Steve Forbes Declines Princeton Financial Backing Due to Singer Hiring

PRINCETON, N.J. - Republican presidential candidate Steve Forbes said Tuesdayhe will withhold further donations to Princeton University as long as pro-infanticide professor Peter Singer teaches there. Forbes, a Princeton alumnus who also sits on the university's board of trustees, has long opposed the appointment of Singer, who has written that parents should have the right to euthanize newborns with severe handicaps.

More than 250 demonstrators - including about 60 people in wheelchairs and two of Forbes' representatives - gathered in the rain Tuesday at the university's gates to protest the first day of classes for the Australian professor.

The protesters later surrounded the school's administration building, blocking the entrances. Princeton Borough police said 14 people were arrested when they wouldn't move from the entrances.

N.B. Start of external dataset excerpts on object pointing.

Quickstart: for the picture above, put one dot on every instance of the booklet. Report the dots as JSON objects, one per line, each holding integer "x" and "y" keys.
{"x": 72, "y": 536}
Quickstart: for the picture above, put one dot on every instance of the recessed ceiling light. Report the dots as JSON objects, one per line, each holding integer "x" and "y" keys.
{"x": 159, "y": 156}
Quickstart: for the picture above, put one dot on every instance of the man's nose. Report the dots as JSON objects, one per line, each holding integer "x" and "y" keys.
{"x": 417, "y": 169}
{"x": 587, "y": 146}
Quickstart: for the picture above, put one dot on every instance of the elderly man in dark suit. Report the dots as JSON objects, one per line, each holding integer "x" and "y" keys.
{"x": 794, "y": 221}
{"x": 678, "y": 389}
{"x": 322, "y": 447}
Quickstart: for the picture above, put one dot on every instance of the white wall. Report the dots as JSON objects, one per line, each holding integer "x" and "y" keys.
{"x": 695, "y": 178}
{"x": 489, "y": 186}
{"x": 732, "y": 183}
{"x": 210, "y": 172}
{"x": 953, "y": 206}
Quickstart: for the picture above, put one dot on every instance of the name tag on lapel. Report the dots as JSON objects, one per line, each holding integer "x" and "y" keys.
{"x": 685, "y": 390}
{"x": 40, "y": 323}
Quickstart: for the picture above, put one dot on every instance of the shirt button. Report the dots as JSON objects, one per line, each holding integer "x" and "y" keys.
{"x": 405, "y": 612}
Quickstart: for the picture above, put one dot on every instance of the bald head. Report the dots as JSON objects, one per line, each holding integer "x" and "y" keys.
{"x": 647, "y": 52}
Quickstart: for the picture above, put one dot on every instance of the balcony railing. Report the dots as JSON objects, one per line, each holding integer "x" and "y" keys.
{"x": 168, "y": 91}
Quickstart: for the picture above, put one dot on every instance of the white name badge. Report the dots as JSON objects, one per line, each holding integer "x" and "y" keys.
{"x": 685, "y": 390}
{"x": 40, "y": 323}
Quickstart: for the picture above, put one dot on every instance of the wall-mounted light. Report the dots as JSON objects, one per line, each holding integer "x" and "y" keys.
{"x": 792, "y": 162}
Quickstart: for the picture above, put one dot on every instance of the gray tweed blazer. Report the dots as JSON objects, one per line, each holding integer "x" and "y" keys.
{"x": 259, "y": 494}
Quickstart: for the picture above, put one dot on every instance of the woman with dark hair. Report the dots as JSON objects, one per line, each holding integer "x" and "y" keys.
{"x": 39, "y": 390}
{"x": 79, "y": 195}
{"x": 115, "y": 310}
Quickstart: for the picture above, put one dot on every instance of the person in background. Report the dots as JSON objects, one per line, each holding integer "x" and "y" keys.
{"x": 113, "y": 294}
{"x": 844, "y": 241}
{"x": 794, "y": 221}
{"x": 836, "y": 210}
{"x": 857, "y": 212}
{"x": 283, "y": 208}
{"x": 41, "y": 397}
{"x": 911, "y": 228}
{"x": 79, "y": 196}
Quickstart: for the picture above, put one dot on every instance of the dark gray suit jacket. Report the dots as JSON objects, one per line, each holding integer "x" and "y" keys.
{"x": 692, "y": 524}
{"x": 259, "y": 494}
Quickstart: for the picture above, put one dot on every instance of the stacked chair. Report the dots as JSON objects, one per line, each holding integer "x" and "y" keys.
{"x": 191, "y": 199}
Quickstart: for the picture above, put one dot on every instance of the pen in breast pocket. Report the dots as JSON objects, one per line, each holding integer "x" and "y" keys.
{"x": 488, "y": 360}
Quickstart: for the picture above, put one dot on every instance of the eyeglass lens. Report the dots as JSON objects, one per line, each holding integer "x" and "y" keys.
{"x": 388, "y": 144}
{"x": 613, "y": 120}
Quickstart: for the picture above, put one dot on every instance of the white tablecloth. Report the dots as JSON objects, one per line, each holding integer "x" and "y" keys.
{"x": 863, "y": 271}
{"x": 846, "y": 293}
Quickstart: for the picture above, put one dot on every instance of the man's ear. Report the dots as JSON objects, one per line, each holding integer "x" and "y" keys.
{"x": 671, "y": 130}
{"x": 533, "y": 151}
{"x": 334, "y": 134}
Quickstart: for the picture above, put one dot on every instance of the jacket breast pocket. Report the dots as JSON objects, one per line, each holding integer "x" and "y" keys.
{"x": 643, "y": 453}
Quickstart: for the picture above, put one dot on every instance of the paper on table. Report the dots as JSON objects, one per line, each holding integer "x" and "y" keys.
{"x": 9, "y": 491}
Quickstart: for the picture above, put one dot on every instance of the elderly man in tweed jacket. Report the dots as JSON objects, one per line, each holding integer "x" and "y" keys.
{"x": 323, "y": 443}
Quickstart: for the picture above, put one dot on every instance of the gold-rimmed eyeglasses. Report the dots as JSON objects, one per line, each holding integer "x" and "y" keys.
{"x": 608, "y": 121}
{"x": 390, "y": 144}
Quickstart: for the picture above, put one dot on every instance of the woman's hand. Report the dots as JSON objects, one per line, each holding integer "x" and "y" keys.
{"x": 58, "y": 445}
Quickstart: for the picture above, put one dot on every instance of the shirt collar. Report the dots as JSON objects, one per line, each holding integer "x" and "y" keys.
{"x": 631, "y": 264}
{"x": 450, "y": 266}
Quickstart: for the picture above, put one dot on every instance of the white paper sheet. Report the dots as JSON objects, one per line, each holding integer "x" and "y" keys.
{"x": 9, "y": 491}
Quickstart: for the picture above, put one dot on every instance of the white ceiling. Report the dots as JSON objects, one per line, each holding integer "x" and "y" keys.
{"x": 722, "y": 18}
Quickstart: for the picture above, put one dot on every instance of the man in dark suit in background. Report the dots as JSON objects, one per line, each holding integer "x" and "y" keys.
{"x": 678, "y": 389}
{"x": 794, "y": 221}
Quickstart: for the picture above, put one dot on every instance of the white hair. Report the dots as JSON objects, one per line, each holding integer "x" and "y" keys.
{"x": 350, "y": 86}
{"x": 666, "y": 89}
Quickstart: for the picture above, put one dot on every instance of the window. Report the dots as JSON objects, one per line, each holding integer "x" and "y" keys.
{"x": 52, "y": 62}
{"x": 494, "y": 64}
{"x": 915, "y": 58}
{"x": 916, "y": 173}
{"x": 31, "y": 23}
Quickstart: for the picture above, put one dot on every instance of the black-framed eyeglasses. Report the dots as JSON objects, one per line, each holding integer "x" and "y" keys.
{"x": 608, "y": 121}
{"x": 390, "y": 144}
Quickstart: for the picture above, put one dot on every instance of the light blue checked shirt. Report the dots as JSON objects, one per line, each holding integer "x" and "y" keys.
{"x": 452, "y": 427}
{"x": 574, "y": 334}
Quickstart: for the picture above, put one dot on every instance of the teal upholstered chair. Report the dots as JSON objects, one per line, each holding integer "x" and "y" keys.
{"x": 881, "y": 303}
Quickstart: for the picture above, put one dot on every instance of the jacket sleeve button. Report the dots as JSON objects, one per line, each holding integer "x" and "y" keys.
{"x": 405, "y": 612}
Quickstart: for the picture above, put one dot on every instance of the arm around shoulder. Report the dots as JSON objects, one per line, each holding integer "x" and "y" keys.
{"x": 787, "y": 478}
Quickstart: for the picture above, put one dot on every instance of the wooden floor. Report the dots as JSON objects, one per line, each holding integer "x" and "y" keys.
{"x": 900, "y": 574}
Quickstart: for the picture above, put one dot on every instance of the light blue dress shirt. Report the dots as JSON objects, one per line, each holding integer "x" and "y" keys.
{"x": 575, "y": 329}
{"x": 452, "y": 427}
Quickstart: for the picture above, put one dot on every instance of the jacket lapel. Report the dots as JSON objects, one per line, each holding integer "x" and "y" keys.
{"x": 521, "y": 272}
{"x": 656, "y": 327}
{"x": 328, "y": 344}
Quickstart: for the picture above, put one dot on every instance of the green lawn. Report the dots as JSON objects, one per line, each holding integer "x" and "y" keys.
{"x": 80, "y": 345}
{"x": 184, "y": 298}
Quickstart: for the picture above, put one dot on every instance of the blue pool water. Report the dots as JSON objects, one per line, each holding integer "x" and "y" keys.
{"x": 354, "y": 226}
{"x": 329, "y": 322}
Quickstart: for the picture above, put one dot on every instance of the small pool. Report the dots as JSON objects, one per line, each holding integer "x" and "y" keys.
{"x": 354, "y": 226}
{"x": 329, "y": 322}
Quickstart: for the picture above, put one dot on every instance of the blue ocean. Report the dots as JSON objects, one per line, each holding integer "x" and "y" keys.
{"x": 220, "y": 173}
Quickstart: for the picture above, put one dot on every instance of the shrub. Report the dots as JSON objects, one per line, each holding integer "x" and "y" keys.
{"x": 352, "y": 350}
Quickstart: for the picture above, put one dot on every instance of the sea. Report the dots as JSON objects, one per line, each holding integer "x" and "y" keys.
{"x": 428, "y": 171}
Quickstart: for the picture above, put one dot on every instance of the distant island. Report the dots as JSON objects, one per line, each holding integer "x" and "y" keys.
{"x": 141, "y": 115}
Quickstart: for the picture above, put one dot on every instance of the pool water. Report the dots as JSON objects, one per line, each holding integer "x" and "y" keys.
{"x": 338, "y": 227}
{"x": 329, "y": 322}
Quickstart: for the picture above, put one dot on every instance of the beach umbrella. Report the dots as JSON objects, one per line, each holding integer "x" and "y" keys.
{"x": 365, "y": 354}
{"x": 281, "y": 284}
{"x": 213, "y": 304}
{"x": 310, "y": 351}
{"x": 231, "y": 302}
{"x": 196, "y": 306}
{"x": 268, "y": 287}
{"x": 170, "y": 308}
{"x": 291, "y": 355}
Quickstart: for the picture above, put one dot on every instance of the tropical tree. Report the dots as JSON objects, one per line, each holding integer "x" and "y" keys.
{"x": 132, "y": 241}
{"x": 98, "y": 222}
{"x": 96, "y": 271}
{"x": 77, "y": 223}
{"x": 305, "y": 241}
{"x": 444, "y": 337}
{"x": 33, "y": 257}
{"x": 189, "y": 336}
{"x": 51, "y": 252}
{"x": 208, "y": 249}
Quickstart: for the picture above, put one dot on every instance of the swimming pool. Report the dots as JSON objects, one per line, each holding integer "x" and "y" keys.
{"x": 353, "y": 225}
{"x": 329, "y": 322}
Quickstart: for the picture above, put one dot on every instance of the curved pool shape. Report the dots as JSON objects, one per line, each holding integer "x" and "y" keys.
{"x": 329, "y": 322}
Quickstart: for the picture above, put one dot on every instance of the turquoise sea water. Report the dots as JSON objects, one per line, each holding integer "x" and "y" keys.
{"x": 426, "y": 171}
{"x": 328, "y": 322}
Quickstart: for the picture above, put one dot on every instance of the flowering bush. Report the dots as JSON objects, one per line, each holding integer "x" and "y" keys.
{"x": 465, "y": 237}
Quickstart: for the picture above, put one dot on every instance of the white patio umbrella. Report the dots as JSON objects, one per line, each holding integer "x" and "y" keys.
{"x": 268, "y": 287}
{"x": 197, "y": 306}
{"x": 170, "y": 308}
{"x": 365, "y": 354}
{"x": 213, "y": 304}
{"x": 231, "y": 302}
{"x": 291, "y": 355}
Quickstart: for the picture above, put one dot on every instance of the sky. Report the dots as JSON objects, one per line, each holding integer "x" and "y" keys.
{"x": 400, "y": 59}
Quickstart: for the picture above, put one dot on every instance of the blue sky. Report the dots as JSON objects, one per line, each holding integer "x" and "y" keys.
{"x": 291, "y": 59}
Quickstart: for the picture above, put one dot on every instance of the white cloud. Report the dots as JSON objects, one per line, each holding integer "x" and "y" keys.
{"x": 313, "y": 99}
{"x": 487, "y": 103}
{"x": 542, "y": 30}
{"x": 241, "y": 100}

Singer's elevation to an endowed bioethics chair "deeply troubles me, just as it would if such an honor were bestowed upon an anti-Semite or a racist," Forbes said in an open letter to the university.

Marie Tasy of New Jersey Right to Life said Singer's views - and their extreme interpretations - are dangerous and prey on the vulnerable. "Human history has shown us where this type of thinking can lead," she said. "If Professor Singer's views do not go unchallenged, there is a possibility that they could be adopted by health insurance companies, who are always looking to save dollars."

Singer refused to be interviewed by The Associated Press this week.

Forbes' letter appears below:

September 21, 1999

Dear Princeton students, alumni, honored guests, and concerned Americans from across this country:

My apologies for not being able to attend this important gathering, but I am sending this letter because I want you to know how strongly I oppose the appointment of Peter Singer to a professorship at my alma mater. I want you to know the depth of my support for those who are calling on Princeton's leadership to relieve this man of his duties and affiliation with this great university. These heroes surely include Chris Benek, Marie Tasy, Diane Coleman, and Professor Robert George.

The elevation of Peter Singer to a place of honor in an endowed chair of bioethics deeply troubles me, just as it would if such an honor were bestowed upon an anti-Semite or a racist. Peter Singer rationalizes invidious discrimination against the unborn, infants, the disabled, the infirm, and the elderly. Such lethal discrimination is both intolerable and unconscionable. Peter Singer is part of what the Pope rightly calls the "culture of death."

Though I fondly remember my days as a student at Princeton, and though I am a Trustee of this University, I have given no money to Princeton since Peter Singer was appointed to be a professor of bioethics, and I pledge to you today that so long as Peter Singer remains a tenured professor there, I will not financially contribute to Princeton University.

Thank you for doing your part. I shall do mine.